Le 5 regole per l’adozione da parte degli utenti

Nell’arco del 2009 si è fatto un gran parlare di come l’unico modo per trarre benefici tangibili dall’Enterprise 2.0 fosse raggiungere sufficienti livelli di adozione, senza i quali le iniziative si limitano ad essere scatole tecnologiche vuote, costose e dalla scarsissima utilità per l’azienda come purtroppo spesso accade nei progetti che nascono unicamente secondo un approccio IT.

Come raggiungere questa massa critica di adozione in realtà organizzative complesse, distribuite, ognuna caratterizzata da una propria storia e cultura è tuttavia ancora argomento di discussione. Recentemente Paula Thornton ha ribadito con forza su Fast Forward Blog come lo stesso concetto di guidare l’adozione sia forse già orientato in una direzione sbagliata, non abbastanza organica, non sufficientemente centrata sui bisogni delle persone seguendo i quali invece l‘adozione dovrebbe emergere quasi automaticamente.

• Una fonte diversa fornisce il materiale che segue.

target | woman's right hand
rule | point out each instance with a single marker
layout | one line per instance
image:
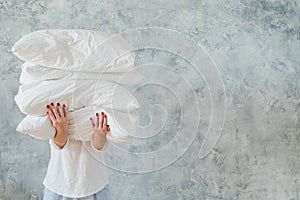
(59, 118)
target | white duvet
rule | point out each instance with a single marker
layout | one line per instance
(89, 71)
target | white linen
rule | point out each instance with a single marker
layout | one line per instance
(76, 50)
(64, 65)
(76, 170)
(34, 73)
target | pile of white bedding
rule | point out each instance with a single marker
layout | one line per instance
(88, 71)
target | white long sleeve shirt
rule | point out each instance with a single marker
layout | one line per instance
(75, 170)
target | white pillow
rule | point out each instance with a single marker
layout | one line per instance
(76, 50)
(34, 73)
(121, 125)
(33, 98)
(37, 127)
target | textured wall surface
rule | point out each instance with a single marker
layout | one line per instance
(255, 44)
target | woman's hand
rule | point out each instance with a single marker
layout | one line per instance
(101, 128)
(59, 118)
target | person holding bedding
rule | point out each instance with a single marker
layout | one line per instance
(73, 171)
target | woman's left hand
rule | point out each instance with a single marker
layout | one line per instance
(101, 128)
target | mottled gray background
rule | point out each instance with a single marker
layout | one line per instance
(255, 44)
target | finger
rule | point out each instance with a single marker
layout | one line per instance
(65, 111)
(105, 121)
(97, 120)
(102, 119)
(92, 122)
(60, 111)
(54, 110)
(50, 114)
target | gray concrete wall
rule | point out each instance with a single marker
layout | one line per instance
(255, 45)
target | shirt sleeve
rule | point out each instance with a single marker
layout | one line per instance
(103, 148)
(52, 143)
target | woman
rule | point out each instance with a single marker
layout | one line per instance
(74, 170)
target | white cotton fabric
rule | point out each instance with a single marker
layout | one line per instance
(76, 50)
(34, 73)
(32, 98)
(76, 170)
(88, 71)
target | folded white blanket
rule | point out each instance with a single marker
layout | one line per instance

Dov’è la verità? Probabilmente nel mezzo come avevo proposto tempo fa con il modello Top-Up, ma in attesa di essere tutti d’accordo sull’approccio

migliore mi sembra utile identificare delle linee guida per rendere il processo di adozione più efficace.

Dato che l’Enterprise 2.0 è di fatto un processo di innovazione (innanzitutto organizzativa) e di change management, possiamo prendere spunto dalla Diffusione dell’Innovazione di Everett Rogers. A fianco delle 5 famose categorie (innovatori, early adopters, early majority, late majority, laggards) in cui vengono di norma racchiusi gli utenti che si avvicinano ad una tecnologia, nel suo libro Rogers evidenzia anche 5 attributi intrinseci che determinano la facilità o difficoltà con cui le nuove soluzioni tendono ad essere adottate:

  • Vantaggio relativo: grado in cui una nuova tecnologia viene considerata superiore agli strumenti preesistenti nel soddisfare specifici bisogni. Più alto è il vantaggio relativo, più alto sarà il livello di accettazione da parte degli utenti
  • Compatibilità: grado in cui un’innovazione risulta consistente con i valori esistenti, le esperienze precedenti, le abitudini del potenziale utente. Un alto livello di compatibilità implica una più bassa resistenza all’introduzione dell’innovazione
  • Complessità: grado in cui una nuova tecnologia appare difficile da apprendere ed usare. Chiaramente più complessa è la tecnologia, più sforzo è richiesto per comprenderla ed accettarla
  • Provabilità: grado in cui l’innovazione può essere provata in modo immediato, controllato e sicuro. Più è alta la provabilità e più semplice sarà l’accettazione dell’innovazione da parte degli utenti
  • Osservabilità: grado di visibilità percepita dei risultati forniti dalla nuova tecnologia. Più ampiamente i risultati positivi sono visibili, più le persone sono portate ad interessarsi e scegliere la tecnologia

Perché questi attributi sono importanti? Perché dovrebbero essere il cuore di ogni strategia di adozione, sia essa bottom-up o top-down, al fine di mettersi nei panni degli utenti e rimuovere gli ostacoli che ogni novità incontra sul proprio cammino, massimizzando i ritorni per l’azienda.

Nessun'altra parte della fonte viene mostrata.